Thirty-one subjects (18 male, 13 female; age range, 52–84 years; mean age ± standard deviation [SD], 70.9 ± 9.9), recruited at the Department of Human Pathology, Section of Hematology, University of Messina, Messina, Italy, were included in the study. Fifteen (10 males, 5 females; age range, 54–84 years; mean age ± SD, 68.2 ± 11.7 years) were diagnosed as MGUS; 8 (4 males, 4 females; age range, 52–82 years; mean age ± SD, 65 ± 22.6 years) as SMM, and 8 (4 males, 4 females; age range, 64–82 years; mean age, 72 ± 4.8 years) as MM. All patients underwent ophthalmologic examination at the Department of Biomedical Sciences, Regional Referral Center for the Ocular Surface Diseases, University of Messina, Messina, Italy.
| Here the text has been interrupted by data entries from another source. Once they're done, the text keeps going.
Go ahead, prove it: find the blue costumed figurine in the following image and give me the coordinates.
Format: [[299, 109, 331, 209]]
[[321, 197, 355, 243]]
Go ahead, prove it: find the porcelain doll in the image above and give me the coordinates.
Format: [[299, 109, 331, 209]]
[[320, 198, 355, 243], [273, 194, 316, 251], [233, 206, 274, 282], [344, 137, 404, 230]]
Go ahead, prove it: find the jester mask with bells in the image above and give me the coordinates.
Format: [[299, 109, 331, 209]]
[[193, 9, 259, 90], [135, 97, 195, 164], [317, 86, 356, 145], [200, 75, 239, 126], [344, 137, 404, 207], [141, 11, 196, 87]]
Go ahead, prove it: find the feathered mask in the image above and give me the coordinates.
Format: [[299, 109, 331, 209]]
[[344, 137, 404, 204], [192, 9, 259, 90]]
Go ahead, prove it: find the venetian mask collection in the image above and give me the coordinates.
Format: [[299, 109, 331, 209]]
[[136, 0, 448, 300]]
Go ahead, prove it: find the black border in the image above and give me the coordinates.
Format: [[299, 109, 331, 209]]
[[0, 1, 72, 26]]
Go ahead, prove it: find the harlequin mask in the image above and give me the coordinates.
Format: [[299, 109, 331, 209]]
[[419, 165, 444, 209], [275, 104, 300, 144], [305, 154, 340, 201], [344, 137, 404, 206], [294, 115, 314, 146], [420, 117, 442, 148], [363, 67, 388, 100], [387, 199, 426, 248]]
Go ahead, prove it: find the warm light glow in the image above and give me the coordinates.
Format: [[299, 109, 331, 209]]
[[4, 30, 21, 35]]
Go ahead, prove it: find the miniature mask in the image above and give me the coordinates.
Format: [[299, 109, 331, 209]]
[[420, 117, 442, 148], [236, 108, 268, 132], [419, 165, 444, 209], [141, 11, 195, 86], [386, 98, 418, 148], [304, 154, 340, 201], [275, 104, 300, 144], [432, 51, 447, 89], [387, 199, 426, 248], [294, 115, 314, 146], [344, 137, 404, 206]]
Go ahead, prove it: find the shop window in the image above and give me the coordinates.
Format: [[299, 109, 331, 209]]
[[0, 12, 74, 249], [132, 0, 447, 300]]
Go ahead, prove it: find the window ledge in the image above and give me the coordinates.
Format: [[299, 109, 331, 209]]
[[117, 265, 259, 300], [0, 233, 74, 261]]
Inclusion criteria were the presence of an untreated monoclonal gammopathy documented by hematologic tests and the absence of any corneal opacity evident at the slit-lamp exam.
Exclusion criteria were previous eye injury, infections, trauma, or surgery; presence of corneal alterations unrelated to the gammopathy; and concurrent treatment for the gammopathy.
Furthermore, 20 normal subjects (11 males, 9 females; age range, 42–84 years; mean age ± SD, 63.1 ± 15.4) were recruited at the Department of Biomedical Sciences, Regional Referral Center for the Ocular Surface Diseases, University of Messina, Messina, Italy, to undergo clinical ophthalmologic and hematologic assessment and IVCM study.
The subjects included in the study were divided into three groups: group 1, 20 normal subjects; group 2, 15 MGUS patients; and group 3, 16 neoplastic gammopathic patients (8 SMM and 8 MM).